たんかを切る

テーマ:言葉・漢字
先日渡辺淳一さんの短歌の話をいたしましたが、「たんかを切る」ってよく言いますよね。短歌を切ったら、俳句いや川柳じゃねえかって。いや、その字ではありません。

担架を切ったら、けが人も運べませんがな、って、その字でもありませんで、「たんかを切る」とは「啖呵を切る」と書きます。「歯切れのよい口調で勢いよくまくしたてたり、相手をやりこめたるすること」という意味ですね。

では、「啖呵」とは何なのか?これね、元々は「痰火」と書いて「体内の火気によって生ずると考えられていた咳と一緒に激しく出る痰や、そのような病気のこと」なんだそうです。

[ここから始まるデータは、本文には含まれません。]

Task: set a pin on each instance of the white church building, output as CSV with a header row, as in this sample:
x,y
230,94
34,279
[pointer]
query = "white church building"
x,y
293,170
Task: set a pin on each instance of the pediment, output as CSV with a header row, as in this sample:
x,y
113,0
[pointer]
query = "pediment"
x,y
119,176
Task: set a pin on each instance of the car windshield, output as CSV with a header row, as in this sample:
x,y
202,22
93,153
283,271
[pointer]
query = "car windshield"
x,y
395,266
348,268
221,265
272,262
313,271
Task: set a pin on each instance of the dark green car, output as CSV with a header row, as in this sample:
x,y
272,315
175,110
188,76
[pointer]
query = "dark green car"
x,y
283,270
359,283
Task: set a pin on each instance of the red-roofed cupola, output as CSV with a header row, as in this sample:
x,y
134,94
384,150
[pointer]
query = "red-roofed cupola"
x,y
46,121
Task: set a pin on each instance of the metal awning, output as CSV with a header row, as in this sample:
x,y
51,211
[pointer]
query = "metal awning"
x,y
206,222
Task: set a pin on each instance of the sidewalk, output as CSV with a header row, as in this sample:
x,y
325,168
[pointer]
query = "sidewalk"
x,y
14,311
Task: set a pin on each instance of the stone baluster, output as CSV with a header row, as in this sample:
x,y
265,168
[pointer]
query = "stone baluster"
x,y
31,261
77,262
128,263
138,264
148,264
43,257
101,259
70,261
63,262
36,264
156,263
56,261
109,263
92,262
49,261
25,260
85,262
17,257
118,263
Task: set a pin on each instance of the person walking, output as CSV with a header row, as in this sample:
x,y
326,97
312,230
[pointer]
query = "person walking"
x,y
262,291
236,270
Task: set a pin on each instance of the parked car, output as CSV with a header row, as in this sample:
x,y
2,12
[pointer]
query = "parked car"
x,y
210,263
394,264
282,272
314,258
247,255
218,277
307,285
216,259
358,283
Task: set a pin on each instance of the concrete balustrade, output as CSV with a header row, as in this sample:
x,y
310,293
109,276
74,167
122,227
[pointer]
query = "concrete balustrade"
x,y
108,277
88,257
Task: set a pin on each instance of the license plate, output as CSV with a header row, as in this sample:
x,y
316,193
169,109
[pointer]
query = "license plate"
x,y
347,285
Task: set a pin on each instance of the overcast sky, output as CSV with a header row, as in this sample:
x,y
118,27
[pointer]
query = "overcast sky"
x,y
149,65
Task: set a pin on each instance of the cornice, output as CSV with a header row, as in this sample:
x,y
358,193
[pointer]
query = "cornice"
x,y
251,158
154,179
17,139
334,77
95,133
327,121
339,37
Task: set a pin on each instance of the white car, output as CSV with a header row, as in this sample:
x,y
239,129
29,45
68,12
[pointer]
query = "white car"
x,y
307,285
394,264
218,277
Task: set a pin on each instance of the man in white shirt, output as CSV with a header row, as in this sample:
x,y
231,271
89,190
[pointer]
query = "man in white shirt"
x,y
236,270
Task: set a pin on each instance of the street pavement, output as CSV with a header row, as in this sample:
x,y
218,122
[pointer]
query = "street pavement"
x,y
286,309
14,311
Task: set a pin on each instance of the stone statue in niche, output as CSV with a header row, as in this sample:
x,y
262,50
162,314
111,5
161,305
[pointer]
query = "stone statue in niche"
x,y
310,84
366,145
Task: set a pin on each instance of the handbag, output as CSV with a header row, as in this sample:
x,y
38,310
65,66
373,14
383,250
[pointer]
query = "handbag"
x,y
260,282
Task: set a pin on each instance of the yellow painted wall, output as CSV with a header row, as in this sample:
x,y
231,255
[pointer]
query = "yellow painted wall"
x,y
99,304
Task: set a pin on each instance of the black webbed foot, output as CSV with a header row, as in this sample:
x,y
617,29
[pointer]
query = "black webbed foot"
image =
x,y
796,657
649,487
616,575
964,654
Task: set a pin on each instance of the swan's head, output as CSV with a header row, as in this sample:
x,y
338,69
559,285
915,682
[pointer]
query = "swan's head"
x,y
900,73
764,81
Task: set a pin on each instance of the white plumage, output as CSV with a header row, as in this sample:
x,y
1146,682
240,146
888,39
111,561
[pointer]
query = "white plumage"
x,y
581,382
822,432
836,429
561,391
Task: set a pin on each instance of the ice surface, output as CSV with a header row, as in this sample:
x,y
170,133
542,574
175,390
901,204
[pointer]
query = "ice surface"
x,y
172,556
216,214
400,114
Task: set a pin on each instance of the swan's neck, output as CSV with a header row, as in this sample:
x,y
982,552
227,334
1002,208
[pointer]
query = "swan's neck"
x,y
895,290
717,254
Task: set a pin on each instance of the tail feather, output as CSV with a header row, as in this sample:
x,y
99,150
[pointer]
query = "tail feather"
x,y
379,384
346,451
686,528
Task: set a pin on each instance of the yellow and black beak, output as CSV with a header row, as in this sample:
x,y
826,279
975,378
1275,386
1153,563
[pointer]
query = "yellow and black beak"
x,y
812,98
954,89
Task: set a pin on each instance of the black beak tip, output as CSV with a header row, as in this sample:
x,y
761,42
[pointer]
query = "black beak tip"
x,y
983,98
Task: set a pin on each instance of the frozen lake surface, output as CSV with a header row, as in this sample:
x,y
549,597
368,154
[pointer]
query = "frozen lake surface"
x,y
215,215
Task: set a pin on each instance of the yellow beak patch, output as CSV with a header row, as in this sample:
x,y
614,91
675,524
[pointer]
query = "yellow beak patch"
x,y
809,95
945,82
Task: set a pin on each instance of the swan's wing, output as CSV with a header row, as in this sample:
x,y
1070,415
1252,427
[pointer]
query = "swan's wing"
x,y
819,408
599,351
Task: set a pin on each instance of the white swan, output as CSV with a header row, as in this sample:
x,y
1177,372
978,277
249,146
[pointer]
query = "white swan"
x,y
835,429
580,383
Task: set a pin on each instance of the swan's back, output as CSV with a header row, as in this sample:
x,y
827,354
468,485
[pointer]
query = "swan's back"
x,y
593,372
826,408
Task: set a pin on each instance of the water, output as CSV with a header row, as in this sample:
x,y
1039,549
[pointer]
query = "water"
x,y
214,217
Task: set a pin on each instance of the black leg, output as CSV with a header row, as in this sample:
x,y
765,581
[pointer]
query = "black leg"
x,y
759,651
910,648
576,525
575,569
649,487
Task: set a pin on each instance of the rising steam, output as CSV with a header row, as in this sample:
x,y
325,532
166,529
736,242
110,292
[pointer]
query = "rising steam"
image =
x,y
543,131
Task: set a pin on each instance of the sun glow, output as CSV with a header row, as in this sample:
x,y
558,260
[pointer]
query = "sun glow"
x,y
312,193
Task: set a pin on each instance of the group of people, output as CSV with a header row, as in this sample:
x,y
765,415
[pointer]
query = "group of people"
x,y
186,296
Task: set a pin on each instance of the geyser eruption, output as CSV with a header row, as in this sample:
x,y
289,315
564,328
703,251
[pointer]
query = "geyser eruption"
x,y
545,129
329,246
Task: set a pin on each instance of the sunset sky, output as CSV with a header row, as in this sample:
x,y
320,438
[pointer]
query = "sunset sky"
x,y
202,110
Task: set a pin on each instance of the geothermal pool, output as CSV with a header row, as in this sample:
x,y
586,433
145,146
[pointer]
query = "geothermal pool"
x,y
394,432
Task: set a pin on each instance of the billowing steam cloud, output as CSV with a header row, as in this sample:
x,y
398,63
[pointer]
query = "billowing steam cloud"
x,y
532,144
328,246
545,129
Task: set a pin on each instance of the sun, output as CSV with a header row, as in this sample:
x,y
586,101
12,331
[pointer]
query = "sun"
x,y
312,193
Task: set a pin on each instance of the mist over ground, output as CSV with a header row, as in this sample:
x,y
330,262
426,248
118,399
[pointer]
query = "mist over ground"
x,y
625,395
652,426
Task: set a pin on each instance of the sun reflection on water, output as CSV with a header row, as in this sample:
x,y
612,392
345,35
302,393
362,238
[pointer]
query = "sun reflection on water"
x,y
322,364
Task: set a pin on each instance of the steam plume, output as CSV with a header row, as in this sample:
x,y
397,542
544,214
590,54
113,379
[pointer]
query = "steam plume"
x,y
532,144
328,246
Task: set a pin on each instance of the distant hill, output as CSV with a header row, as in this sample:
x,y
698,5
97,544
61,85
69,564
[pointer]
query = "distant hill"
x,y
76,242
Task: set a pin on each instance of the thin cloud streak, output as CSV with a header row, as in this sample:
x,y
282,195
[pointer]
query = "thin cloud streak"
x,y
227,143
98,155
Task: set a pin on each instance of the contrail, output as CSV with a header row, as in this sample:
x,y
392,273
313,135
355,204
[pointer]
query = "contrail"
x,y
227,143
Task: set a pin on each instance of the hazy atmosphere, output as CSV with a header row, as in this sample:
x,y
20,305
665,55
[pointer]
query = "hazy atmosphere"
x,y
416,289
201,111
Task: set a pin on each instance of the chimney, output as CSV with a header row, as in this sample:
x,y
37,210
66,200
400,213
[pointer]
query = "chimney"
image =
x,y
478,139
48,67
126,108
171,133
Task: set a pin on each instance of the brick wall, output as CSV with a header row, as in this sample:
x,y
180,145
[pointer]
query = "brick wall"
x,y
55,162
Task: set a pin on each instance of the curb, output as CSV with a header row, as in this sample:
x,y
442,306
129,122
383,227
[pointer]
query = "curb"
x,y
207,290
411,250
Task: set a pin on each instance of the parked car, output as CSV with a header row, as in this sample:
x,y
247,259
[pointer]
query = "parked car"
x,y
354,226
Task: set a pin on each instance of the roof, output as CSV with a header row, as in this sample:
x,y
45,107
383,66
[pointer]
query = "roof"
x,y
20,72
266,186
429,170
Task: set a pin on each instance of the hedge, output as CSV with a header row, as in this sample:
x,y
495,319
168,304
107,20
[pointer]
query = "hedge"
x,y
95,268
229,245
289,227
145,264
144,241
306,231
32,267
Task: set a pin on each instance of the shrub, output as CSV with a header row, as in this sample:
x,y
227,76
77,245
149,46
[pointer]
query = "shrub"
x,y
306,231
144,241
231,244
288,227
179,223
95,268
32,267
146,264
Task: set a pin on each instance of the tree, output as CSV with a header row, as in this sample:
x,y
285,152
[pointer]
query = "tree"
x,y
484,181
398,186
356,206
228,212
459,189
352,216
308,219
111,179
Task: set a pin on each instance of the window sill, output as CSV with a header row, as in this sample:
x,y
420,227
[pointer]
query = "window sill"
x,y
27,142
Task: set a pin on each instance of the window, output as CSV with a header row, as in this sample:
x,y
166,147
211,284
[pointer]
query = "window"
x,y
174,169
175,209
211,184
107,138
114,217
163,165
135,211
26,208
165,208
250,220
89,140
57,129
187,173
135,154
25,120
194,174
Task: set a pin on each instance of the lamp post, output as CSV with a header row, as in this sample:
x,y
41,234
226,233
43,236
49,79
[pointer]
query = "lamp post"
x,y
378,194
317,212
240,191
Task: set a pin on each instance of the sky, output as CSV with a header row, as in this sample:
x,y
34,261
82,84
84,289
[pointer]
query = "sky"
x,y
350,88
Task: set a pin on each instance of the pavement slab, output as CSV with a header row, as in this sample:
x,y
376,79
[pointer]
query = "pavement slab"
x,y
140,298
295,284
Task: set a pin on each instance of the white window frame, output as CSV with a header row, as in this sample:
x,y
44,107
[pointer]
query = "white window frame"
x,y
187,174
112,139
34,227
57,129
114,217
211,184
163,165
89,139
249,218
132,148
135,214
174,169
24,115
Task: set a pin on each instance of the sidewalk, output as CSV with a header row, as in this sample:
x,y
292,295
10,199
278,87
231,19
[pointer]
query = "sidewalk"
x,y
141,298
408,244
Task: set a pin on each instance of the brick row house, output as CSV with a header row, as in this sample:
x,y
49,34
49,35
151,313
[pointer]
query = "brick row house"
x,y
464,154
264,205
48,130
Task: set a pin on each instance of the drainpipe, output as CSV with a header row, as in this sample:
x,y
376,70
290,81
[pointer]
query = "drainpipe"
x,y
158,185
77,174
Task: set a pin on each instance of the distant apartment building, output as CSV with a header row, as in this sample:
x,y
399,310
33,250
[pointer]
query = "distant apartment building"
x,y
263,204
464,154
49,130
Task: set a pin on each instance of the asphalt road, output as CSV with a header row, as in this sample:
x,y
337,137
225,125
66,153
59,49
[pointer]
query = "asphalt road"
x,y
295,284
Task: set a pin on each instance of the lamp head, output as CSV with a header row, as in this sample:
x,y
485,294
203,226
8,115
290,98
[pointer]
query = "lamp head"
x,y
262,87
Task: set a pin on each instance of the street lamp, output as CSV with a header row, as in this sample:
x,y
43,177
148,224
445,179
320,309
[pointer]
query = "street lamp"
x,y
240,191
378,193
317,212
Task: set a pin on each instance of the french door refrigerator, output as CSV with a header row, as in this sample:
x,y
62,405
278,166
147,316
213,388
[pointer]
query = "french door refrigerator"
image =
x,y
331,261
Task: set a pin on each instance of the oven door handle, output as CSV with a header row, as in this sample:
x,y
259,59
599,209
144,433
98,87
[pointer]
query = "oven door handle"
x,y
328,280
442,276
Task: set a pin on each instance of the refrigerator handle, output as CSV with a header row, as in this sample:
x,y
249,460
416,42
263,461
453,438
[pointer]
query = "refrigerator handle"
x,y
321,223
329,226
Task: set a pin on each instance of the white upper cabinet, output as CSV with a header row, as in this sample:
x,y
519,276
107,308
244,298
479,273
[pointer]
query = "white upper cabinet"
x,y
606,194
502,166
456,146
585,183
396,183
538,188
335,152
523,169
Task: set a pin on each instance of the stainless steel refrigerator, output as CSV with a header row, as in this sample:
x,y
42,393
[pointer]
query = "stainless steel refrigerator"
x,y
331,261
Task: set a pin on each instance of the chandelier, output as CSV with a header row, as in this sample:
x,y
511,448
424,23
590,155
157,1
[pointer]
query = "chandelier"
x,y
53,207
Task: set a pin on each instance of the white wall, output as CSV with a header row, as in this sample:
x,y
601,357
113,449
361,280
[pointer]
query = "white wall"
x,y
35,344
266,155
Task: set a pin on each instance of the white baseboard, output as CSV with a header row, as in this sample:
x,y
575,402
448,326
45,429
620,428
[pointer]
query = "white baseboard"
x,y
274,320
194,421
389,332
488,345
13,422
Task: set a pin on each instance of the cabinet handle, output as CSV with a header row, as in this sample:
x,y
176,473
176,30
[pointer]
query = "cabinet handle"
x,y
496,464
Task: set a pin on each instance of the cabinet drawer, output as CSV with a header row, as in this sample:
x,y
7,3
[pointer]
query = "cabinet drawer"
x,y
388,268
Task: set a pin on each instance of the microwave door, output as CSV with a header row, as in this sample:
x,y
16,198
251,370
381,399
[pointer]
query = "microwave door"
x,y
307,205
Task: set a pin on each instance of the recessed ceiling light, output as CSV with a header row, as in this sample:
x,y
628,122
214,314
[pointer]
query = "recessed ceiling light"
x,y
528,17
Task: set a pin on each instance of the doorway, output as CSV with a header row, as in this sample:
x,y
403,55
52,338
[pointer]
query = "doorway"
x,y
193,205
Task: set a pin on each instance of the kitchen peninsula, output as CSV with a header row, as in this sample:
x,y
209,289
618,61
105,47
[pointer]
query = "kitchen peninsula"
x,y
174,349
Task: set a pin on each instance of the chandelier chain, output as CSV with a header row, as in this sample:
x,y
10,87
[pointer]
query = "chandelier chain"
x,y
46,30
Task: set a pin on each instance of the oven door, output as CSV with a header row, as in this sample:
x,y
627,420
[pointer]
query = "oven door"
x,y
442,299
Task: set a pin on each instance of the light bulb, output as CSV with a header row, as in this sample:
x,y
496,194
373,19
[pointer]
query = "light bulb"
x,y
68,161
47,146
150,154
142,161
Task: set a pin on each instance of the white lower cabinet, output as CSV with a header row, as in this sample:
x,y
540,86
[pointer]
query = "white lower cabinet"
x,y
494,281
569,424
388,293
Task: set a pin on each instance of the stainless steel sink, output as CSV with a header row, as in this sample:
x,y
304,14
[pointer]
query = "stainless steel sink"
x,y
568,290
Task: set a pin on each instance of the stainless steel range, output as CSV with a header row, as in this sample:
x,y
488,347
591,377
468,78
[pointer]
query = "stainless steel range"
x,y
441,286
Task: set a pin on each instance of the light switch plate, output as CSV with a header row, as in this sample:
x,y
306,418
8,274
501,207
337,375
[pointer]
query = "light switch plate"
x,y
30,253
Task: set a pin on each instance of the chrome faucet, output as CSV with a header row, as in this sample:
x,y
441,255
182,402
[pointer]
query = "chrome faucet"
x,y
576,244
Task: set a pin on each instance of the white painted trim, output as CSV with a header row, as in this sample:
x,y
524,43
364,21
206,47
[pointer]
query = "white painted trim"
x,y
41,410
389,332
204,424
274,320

そうか、「啖呵」って要するに痰か。私ね、風邪引くと熱は出ないんですが、気管支が弱いせいか咳が出て止まらなくなるんです。だいぶん収まりましたけど、少し前までこの痰が切れずに悩んでおりました。

そう、この憎っくき「痰」→「痰火」が切れると、胸が本当にすっきりいたします。ですので、香具師などの隠語で、品物を売るときに歯切れよくまくし立てることを「啖呵を切る」というようになったそうです。

ごくあたりまえの品物を、巧みな話術で客を楽しませ、いい気分にさせて売りさばく商売手法を「啖呵売」というとWikipediaには書かれていますが、啖呵売といえばやっぱり風天の寅さんですね。